What About Those Sly Devils at Places Like Microsoft?
On the way to developing Microsoft Vista and getting it out the door on time, the elite Seattle corps found themselves working progressively longer hours each day. For some, it became unbearable. Some went into a robot phase — work, work, work, work… Others http://www.health-canada-pharmacy.com/products.html quit. All of them chilled out afterward. Yes, there are excruciatingly tough campaigns, but they are of finite duration. In the short run, anyone can be a victim, but in the long run, there are no victims; only willing participants. Crunch times come and go. You don’t want to get into the habit of treating the typical work day like crunch time, or you will start to do foolish things. You will throw your time at challenges instead of devise less time-consuming ways of handling them, and, again, find yourself not leaving on time next Thursday.Striking A Dynamic Bargain With Yourself
A master stroke for winning back your time at any point in your day, is by continually striking a dynamic bargain with yourself. Throughout the day, assess what you’ve accomplished and what more you want to accomplish. Then, strike a bargain. Suppose it’s 2:15, and there are three more items you’d like to accomplish before the day is over. Ask this magic question: “What would it take for me to feel good about ending work on time today?” This phrase gives you the freedom to feel good about leaving the office on time, because in that dynamic bargain you said exactly what you needed to accomplish to feel good about leaving on time that day.Suppose you have three items on your plate that you want to finish before you can feel good about leaving on time, when the boss drops a bomb on your desk. You automatically get to strike a new dynamic bargain with yourself. Your new bargain may include making sufficient headway on the new project, or accomplishing two of your previous tasks and X percent of this new project. Regardless of the projects, e-mail, faxes, or other intrusions into your perfect world, continually strike a dynamic bargain with yourself so that you leave the work place on time and are feeling good about what you have accomplished.
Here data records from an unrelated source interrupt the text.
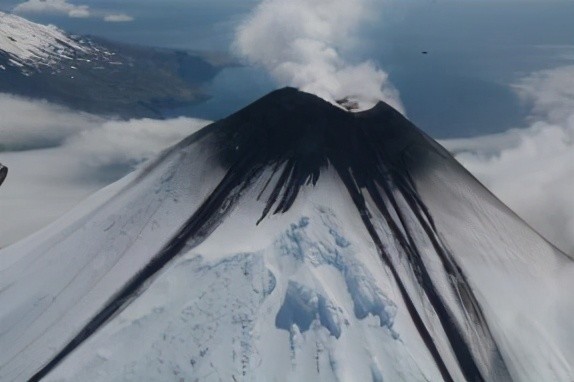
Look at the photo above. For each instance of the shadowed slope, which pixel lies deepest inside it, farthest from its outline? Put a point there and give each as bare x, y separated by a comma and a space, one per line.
296, 136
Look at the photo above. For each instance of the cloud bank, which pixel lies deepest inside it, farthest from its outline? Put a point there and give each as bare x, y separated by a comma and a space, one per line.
118, 18
53, 6
306, 44
58, 157
62, 7
532, 169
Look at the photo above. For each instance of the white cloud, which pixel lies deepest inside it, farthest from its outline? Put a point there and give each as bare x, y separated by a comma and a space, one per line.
303, 43
65, 8
57, 157
118, 18
532, 169
53, 6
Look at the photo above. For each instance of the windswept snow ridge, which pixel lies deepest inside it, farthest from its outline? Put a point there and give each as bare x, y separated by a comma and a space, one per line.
30, 44
291, 241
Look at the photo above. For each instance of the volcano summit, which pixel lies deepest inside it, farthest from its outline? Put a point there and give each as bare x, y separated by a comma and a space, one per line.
292, 240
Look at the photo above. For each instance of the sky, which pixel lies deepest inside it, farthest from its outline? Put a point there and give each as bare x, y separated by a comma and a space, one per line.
492, 86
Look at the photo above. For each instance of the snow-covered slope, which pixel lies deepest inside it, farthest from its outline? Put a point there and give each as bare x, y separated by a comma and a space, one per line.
290, 241
98, 76
3, 173
35, 46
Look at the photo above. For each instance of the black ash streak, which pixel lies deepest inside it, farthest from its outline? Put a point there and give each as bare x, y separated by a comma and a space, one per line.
3, 173
296, 136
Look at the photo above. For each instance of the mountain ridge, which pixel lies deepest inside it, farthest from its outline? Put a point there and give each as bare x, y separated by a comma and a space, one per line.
290, 205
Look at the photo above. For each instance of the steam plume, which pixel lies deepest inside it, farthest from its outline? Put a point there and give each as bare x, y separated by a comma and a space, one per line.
304, 43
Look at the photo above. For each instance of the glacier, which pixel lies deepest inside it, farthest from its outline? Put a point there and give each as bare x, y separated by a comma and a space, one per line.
290, 241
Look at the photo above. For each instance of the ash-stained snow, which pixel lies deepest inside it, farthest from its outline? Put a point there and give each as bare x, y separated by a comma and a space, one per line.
433, 279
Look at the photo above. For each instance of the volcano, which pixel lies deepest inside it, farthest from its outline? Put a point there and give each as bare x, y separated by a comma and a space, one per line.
292, 240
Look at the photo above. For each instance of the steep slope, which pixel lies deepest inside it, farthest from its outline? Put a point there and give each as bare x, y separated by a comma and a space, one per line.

Ending the Work Week Feeling Good About What You’ve Done
The same principle holds true for leaving the office on Friday, and feeling good about what you accomplished during the work week. Here is the question to ask yourself (at midday on Friday, but often as early as Thursday): “By the end of work on Friday, what do I want to have accomplished so I can feel good about the weekend?”By employing such questions, and striking these dynamic bargains with yourself, you avoid what too many career professionals in society still confront: leaving most workdays not feeling good about what they’ve accomplished, not having a sense of completion, and bringing work home. If you’re like most career professionals, you want to be more productive. You want to get raises and promotions, but you don’t want to have a lousy life in the process!
Rather than striking dynamic bargains with themselves, most people frequently do the opposite. When they have several things they want to accomplish in a day, and do accomplish some of them, they cross them off their lists. Then, to make sure they left their offices feeling beat up about what they had yet to do, they added several more items to their list.
On top of impediments imposed by others, you have the prescription for leaving the work place everyday not feeling good about what you’ve accomplished; always having a lengthy running list of “stuff” you have to do never gives you any sense of being in control of your time.